Tuesday, May 24, 2005

Yesterday my first born turned 5

The pregnancy really wasn’t that hard. I had a couple of food aversions and didn’t enjoy not being able to ever sleep on my back or DRINK!, but other than that it was semi-effortless. I ran until about 4 and half months when I spotted one morning. That was the end of that, so I joined the Y and used their elliptical machine for exercise. It was pretty hilarious watching me try to coordinate all my limbs on one of those puppies. As my belly grew, I made friends with all the regulars and blindly proceeded along NEVER realizing what a child would do/bring (depending on my mood) to my life.

Chris and I lived together for a year before we were married, so it wasn’t such a reach for us to get pregnant soon after our wedding. I know six weeks doesn’t sound like long, but it seemed reasonable at the time. My mom had been diagnosed with cancer over Thanksgiving weekend 1998 and we conceived Labor Day 1999. I wasn’t sure about my mom’s future and really wanted my kids to know their grandmother. Oh – and I was 35 years old - not exactly an ideal time to start a family. At my first appointment the doctor marked “AMA” on my chart – “advanced maternal age”. I was surprised not realizing that it was, in fact, a tad risky to have a baby later in life. Following in my mother’s footsteps, I started a couple of careers, and did some self discovery, before settling down. My mom was 37 when she had me and 38 with my brother.

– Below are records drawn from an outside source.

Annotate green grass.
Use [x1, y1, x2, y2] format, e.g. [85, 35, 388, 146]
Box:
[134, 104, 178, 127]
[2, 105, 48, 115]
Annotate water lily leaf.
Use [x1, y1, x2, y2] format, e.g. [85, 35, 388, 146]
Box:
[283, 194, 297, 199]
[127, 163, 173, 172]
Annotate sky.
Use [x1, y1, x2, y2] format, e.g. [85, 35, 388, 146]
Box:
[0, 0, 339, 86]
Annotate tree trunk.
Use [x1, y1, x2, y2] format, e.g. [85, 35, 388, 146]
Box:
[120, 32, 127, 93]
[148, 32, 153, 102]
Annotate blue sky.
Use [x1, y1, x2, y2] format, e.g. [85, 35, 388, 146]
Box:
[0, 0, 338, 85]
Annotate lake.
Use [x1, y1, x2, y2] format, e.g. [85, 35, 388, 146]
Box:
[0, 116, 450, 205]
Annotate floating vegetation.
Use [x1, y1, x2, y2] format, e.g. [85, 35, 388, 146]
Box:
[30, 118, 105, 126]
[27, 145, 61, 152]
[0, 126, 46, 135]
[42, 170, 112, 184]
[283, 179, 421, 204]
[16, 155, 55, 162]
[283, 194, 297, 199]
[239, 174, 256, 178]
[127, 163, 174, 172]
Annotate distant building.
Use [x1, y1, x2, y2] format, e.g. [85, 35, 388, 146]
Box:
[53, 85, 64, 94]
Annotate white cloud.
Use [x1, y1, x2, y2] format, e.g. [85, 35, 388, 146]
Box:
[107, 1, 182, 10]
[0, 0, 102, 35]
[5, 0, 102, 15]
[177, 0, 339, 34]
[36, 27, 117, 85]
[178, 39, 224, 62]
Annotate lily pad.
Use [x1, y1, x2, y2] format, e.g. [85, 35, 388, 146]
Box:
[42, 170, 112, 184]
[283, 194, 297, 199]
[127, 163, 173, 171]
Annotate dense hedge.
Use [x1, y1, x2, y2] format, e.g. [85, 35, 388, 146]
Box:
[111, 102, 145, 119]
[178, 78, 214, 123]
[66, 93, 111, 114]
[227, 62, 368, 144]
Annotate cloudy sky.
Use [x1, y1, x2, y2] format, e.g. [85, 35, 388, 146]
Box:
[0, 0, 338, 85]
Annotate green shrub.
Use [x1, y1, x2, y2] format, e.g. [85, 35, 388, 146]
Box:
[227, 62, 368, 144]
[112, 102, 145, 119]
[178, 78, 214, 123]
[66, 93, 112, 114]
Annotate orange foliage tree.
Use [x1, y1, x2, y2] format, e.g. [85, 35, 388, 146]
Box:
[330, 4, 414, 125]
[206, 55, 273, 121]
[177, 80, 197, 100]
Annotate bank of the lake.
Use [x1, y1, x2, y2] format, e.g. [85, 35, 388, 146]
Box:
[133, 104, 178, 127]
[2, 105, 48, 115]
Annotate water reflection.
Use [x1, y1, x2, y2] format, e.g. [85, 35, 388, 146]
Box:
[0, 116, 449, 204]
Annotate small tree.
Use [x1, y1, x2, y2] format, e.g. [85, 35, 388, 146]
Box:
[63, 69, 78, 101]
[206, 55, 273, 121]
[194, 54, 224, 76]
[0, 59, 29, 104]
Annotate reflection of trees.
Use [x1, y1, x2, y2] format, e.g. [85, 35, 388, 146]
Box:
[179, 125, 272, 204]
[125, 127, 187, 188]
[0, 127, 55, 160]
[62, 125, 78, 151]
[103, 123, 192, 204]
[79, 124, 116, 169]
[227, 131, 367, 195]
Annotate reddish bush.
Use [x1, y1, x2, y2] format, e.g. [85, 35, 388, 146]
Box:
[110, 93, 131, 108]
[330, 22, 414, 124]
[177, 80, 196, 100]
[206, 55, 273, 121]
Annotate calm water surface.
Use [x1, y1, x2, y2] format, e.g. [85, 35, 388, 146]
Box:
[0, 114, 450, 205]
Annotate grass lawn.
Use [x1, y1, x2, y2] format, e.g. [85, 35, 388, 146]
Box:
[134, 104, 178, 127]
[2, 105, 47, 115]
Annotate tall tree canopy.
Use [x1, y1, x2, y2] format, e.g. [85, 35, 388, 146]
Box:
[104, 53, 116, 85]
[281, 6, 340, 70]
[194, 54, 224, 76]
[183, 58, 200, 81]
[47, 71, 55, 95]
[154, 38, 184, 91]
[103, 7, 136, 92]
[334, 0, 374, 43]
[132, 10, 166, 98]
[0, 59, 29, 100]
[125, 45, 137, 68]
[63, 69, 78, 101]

We lived our first year of marriage in an apartment, but closed on the house of our dreams on March 10, 2000. One week later we started demolition of the first floor of this circa 1895 Victorian. It was another overwhelming task that we jumped into blindly. We rented a large dumpster and took all the walls down, rewired, stripped all the woodwork, discovered doorways and two fireplaces, etc. It was exciting, but extremely hard work. Through out this adventure, we both continued to work full time and do our remodeling evenings and weekends. The week before we were to move in, I had so much painting to do that I even called in sick one day. I still remember the neck and back ache I had from painting three coats on the 9 ½ foot ceilings.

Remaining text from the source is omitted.